According to the Farmer’s Almanac, celery needs three things to thrive: a long growing season, mostly cool weather, and a constant, unfailing water supply. So we’re like, “ding, ding, ding!” here in the Midwest–especially this year. Good thing I like celery as much as it likes the cool and damp : )
My suggestion? Buy plenty of that bumper celery crop and when you’ve had your fill of crudités and dip, and it’s raining yet again, make some of this comforting soup to take the chill off.
Nothing like the gelatinous glop that comes in cans labeled “Cream of Celery” this old-fashioned homemade potage has good flavor and tender texture. It’s very easy to make, only requiring that you chop your vegetables into small dice. If you use less liquid in the recipe, and a slightly larger dice, you can serve this as a side dish with chicken or fish. You can also make other creamed soups with the same base recipe, simply altering the sauté and simmer times according to the vegetable you are preparing. For example, broccoli or summer squash would require less time to cook than celery; carrot or potato, a bit more.
This soup is best served hot right after you prepare it. I’ve got a garden full of lovage—a celery-like herb with deep-green leaves, so I garnish bowlfuls of the soup with sprigs of that. If you don’t have any lovage hanging around, you can use a few tiny celery leaves as a garnish, or mince a bit of raw celery to sprinkle on top for color and a little crunch.
Note: I haven’t yet experimented with dairy-alternatives for this soup, using the butter, milk and cream that my vintage cookbooks recommend. But I’ll test again and let you know how it goes with non-dairy for the next go around.
Be well, stay warm, and eat more vegetable soup!
- 1/3 cup unsalted butter
- 2 small bunches of celery, ribs washed, root ends removed and discarded, and leaves discarded. Ribs sliced lengthwise into thin strips and finely chopped to make 2 ½ cups diced celery.

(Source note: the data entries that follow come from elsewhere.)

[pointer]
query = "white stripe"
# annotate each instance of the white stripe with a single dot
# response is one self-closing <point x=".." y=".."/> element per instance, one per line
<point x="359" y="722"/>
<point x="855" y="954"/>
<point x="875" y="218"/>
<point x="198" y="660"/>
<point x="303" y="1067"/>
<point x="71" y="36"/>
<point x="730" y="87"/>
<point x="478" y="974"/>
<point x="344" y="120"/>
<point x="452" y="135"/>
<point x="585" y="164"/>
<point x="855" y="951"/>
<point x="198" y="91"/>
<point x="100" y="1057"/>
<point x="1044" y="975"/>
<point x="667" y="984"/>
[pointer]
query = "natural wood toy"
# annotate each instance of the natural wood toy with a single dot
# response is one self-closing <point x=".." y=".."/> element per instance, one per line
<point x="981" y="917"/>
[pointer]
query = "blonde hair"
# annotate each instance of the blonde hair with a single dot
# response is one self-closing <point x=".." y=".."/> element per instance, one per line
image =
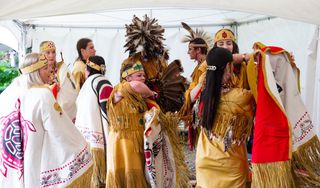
<point x="33" y="78"/>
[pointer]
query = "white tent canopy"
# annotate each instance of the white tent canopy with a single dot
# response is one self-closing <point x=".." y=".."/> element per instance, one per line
<point x="306" y="11"/>
<point x="290" y="24"/>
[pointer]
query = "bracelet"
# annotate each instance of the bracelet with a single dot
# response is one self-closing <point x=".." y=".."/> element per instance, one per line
<point x="155" y="95"/>
<point x="244" y="57"/>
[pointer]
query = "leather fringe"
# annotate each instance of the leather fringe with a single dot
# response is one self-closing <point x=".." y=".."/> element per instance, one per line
<point x="272" y="175"/>
<point x="306" y="164"/>
<point x="169" y="123"/>
<point x="99" y="167"/>
<point x="83" y="181"/>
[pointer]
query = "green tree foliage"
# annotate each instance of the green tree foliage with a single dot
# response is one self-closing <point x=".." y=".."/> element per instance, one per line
<point x="7" y="74"/>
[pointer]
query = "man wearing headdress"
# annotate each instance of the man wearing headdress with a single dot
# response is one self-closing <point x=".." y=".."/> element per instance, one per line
<point x="145" y="43"/>
<point x="197" y="49"/>
<point x="63" y="87"/>
<point x="165" y="166"/>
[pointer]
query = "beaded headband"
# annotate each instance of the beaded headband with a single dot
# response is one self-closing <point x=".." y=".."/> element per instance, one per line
<point x="135" y="68"/>
<point x="42" y="61"/>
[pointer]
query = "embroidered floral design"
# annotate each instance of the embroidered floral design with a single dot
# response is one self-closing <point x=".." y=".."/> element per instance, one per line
<point x="66" y="172"/>
<point x="13" y="140"/>
<point x="92" y="137"/>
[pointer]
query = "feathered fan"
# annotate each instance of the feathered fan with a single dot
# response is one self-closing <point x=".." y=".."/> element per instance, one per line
<point x="171" y="87"/>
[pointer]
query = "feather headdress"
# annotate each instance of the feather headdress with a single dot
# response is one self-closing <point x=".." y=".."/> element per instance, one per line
<point x="196" y="34"/>
<point x="145" y="36"/>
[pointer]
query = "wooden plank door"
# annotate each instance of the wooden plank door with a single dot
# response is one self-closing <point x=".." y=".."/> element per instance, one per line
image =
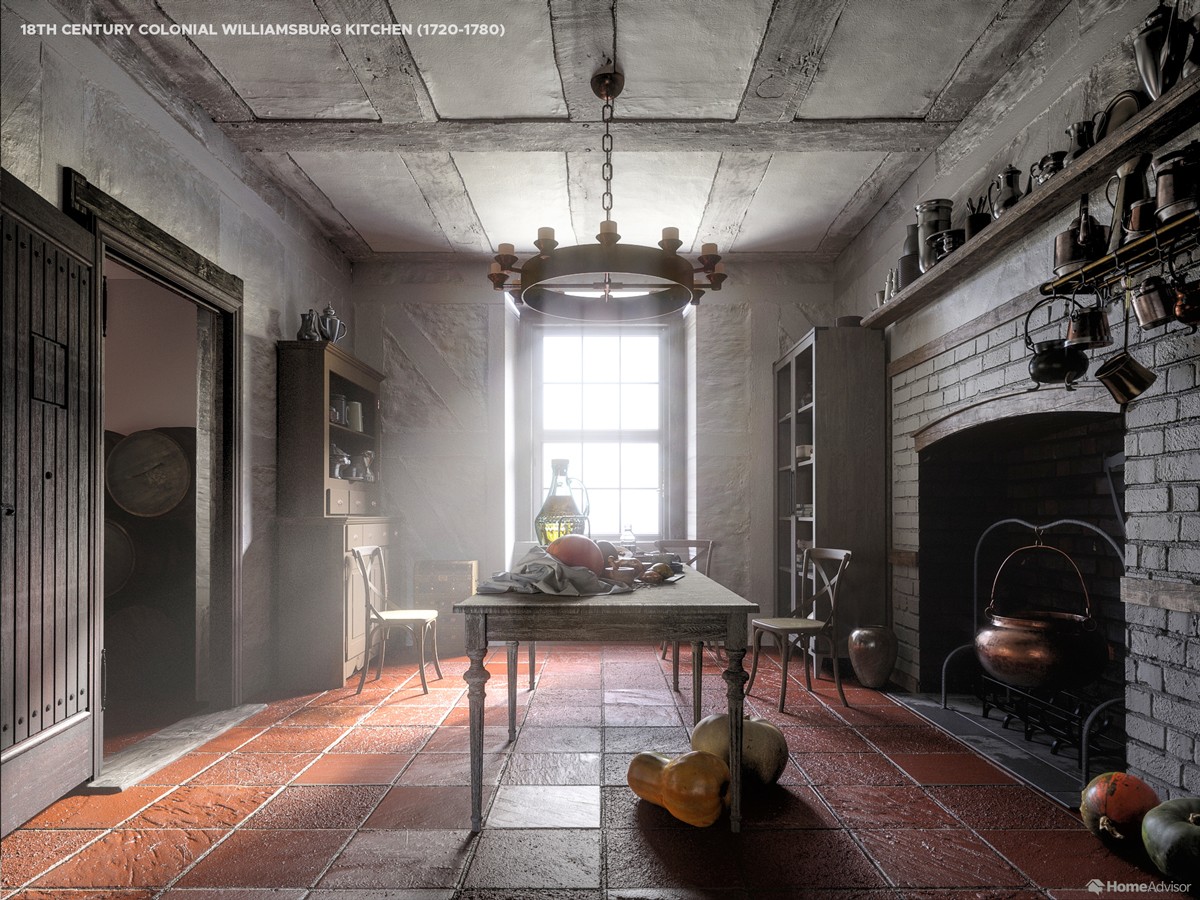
<point x="49" y="672"/>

- 2 small cloves fresh garlic, minced to make ½ Tbsp
- 1 cup sweet onion, finely chopped
- ¼ cup water
- 1/3 cup flour
- 1 ½ cups chicken bone broth or chicken stock
- ¾ cup cream
- ¾ cup whole milk
- Salt and freshly-ground black pepper to taste
- Garnish: lovage or celery leaves, or one rib finely-diced celery
- In a heavy-bottomed sauté pan over medium heat, melt butter. Add finely chopped celery, minced garlic and onion. Sauté, stirring until vegetables begin to soften; about two minutes. Add ¼ cup water and cover pan. Cook another two minutes. Remove lid. Stir. Once vegetables are tender but not mushy, sift flour into the pan and stir for another minute. Stir in bone broth, cream and milk. Lower heat to medium low and stir until soup begins to thicken. Remove from heat. Season to taste with salt and pepper. To serve, ladle hot soup into bowls and garnish with celery leaves, lovage leaf sprigs, or, a bit of raw, minced celery.